The Overseas Development Council, in its annual assessment released yesterday, reported that "the longer the disparity continues, the more opportunities will be missed, the higher the costs will be to this country and the greater will be the risk of permanently losing the leadership role the United States has played for so long in international development cooperation."
Statements in the 248-page report and comments by ODC officials at a news conference suggested that the Reagan administration has made the situation worse by giving overwhelming and overriding priority to a narrow conception of "national security" centering on military competition, especially between the United States and the Soviet Union.
Saying he is both sad and angry, ODC Chairman Robert S. McNamara, former U.S. secretary of defense and recently retired president of the World Bank, said Reagan's recent decision to cut back on previously negotiated U.S. contributions to international development institutions is "contrary to U.S. national interests."

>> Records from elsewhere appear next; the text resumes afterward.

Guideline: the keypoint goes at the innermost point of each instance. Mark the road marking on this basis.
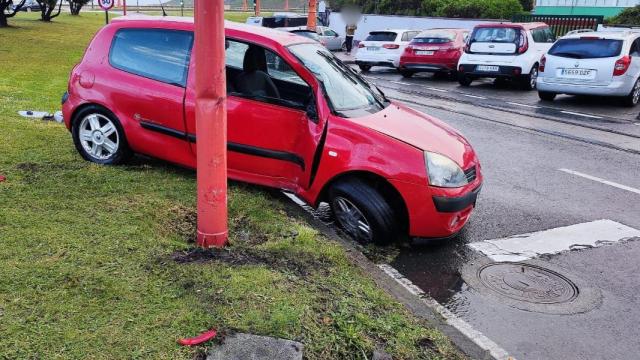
(474, 96)
(474, 335)
(552, 241)
(603, 181)
(399, 82)
(524, 105)
(436, 89)
(580, 114)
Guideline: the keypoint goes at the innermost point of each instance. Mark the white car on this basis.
(505, 51)
(383, 48)
(330, 39)
(594, 63)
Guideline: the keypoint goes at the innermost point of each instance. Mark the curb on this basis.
(418, 303)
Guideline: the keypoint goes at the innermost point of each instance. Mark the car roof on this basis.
(284, 38)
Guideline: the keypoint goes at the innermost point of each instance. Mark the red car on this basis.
(298, 120)
(435, 50)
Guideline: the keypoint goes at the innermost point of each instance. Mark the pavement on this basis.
(547, 266)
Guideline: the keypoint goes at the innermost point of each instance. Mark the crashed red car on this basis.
(298, 119)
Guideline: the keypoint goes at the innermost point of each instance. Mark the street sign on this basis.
(106, 4)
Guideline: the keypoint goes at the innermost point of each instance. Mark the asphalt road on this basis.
(526, 191)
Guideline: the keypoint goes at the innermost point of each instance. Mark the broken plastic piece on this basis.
(202, 338)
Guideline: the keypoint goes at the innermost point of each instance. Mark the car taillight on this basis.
(622, 65)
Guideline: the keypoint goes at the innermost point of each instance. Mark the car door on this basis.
(150, 68)
(270, 139)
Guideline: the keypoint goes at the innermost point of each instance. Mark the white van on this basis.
(505, 51)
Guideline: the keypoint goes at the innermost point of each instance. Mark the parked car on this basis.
(383, 48)
(330, 39)
(505, 51)
(435, 50)
(306, 123)
(28, 6)
(595, 63)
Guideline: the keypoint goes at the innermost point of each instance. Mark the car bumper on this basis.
(438, 212)
(615, 88)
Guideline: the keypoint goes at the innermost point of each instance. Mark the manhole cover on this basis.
(529, 283)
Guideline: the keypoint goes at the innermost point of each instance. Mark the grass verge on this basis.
(95, 261)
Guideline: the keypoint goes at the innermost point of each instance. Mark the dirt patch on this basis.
(296, 263)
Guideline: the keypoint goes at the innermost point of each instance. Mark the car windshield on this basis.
(434, 37)
(349, 94)
(586, 48)
(495, 35)
(381, 36)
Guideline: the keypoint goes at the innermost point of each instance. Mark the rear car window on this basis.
(157, 54)
(434, 37)
(495, 35)
(381, 36)
(586, 48)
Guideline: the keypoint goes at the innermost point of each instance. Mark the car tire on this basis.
(357, 206)
(464, 80)
(406, 73)
(528, 82)
(546, 96)
(99, 136)
(633, 98)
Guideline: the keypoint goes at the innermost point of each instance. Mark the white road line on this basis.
(474, 335)
(474, 96)
(603, 181)
(523, 105)
(436, 89)
(580, 114)
(552, 241)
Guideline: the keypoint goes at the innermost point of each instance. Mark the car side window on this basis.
(157, 54)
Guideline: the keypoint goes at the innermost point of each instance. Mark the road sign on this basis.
(106, 4)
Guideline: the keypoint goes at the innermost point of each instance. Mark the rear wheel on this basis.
(634, 96)
(363, 213)
(546, 96)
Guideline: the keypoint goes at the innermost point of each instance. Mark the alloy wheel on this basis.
(352, 220)
(98, 136)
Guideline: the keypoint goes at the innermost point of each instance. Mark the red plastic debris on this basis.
(202, 338)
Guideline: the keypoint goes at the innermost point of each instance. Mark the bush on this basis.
(629, 16)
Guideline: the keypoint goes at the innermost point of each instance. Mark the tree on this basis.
(47, 7)
(76, 5)
(7, 11)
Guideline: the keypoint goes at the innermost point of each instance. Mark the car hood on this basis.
(421, 131)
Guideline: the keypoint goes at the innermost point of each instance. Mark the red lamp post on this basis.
(211, 123)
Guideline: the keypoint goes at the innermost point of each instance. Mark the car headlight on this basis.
(444, 172)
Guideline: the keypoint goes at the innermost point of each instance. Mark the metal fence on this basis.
(562, 24)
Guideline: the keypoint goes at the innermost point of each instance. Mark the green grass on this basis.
(92, 258)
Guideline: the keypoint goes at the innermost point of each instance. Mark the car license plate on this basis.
(578, 73)
(488, 68)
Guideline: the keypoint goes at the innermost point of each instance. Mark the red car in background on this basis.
(434, 50)
(298, 120)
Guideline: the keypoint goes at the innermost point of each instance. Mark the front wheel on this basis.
(634, 96)
(99, 137)
(363, 213)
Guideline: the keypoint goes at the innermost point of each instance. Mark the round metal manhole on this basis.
(528, 283)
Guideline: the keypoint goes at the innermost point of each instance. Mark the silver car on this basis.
(330, 39)
(593, 63)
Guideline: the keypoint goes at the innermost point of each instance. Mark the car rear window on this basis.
(157, 54)
(381, 36)
(434, 37)
(495, 35)
(586, 48)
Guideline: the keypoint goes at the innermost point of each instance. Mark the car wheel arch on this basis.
(376, 181)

"We're leading to the rear" at a time when the United States should be giving strong positive direction to international assistance efforts, McNamara said.
McNamara said he gives the Reagan administration "very high marks" for defense of international trade against protectionism, thus providing important financial backing to a relatively small group of "middle-income" developing countries. But he gave "very low marks" to the administration for failing to address the problems of low-income developing countries, which comprise most of the world's population.
Expressing skepticism that the Reagan administration's private enterprise approach can aid the truly poor countries, McNamara said, "I don't have one dollar of my private funds invested in Bangladesh."
The ODC report tends to refute the common American belief that the United States has been ahead of its allies in carrying the burden of economic aid to the developing world. The report said official development aid from other advanced nations has been rising in real terms while that of the United States has not been keeping up with inflation, even before the Reagan administration took office.
According to a table in the report, the $7.1 billion spent by the United States on overseas development aid in 1980 was less than Americans spent that year on being groomed. Combined spending in barbershops, beauty parlors, bath services and health clubs was listed at $8.3 billion. Spending for alcoholic beverages was more than five times higher, at $42 billion.
A section of the report by Roger D. Hansen of the Johns Hopkins School of Advanced International Studies challenged the validity of the administration and public belief that rebuilding U.S. military power, especially in relation to the Soviet Union, will lead to reassertion of American control over international events.
Hansen said that both the United States and the Soviet Union will find it increasingly difficult to use military force effectively in the developing world. The report suggested that the military factor is exaggerated in U.S. thinking about the Third World, while the economic and political aspects are grossly undervalued.
According to the ODC report, the developing countries as a group have become a major market for U.S. exports and increasingly important suppliers of raw materials for American industry. They have also become major borrowers from U.S. commercial banks and a large factor in the fortunes of the international economy.
The political importance of the developing countries, including the role of several Third World leadership nations, also has become increasingly important, the report said.